You Can’t Fight What You Can’t See
Enterprises far too often develop and implement applications with little thought for scalability or future extensibility. They naturally tend to focus on their immediate functional and performance requirements. The ‘stack’ they choose to leverage is frequently selected for reasons of expediency and cost effectiveness. Important architectural decisions are also based heavily on things like internal resource availability and their technical skillsets. Rather than the long term application requirements of the business and end users. While somewhat understandable, such a short term focus can easily result in considerable application performance issues in the future. Hindering your business and hampering growth.
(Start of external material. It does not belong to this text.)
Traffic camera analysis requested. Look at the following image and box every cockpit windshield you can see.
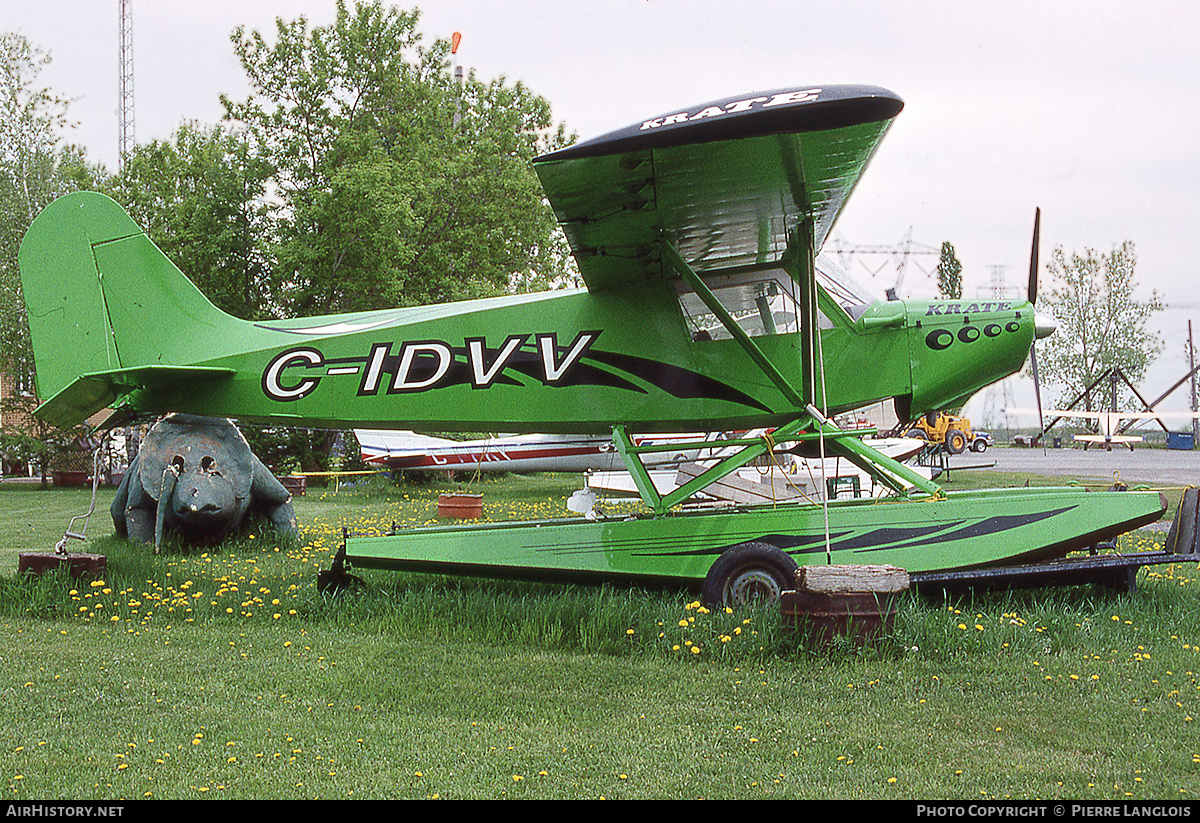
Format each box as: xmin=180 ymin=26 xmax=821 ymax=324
xmin=814 ymin=252 xmax=874 ymax=321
The modern enterprise is immensely application dependent. While use of an application is restricted to its original design and scale its underlying architecture and construction aren’t generally tested. As businesses grow in size however they often begin to experience performance issues with critical applications. Organisational growth generally requires applications be used on a much larger scale than was originally intended. User bases compound significantly to support growth. While geographical usage also tends to become wider spread. What is also extremely common place amongst a host of different industries is the extension of application functionality - beyond its intended design. Enterprises regularly try to adapt existing applications to functions they weren’t necessarily architected for. The end result is a perfect storm of application dependency, poor performance and system outages. All of which restrict the growth of companies and impair their ability to compete in the marketplace.
Application performance issues are an extremely costly problem for organisations. Particularly those who develop their own applications. Bespoke software development is supposed to give enterprises a competitive edge. Though for far too many enterprises the opposite is true. They experience a restriction of growth attributed to poorly performing, business critical applications. Time as they say, is money. Lengthy system outages for critical applications cost businesses dearly. For smaller companies, many of whose businesses depend entirely on specialist applications such an occurrence can be incredibly crippling.
Each day, businesses are being made or broken on their ability to identify and resolve application issues quickly. Yet application intelligence for many businesses is limited. Leaving them ill-equipped to address the underlying causes of performance problems and wasting significant resources in trying to troubleshoot blindly.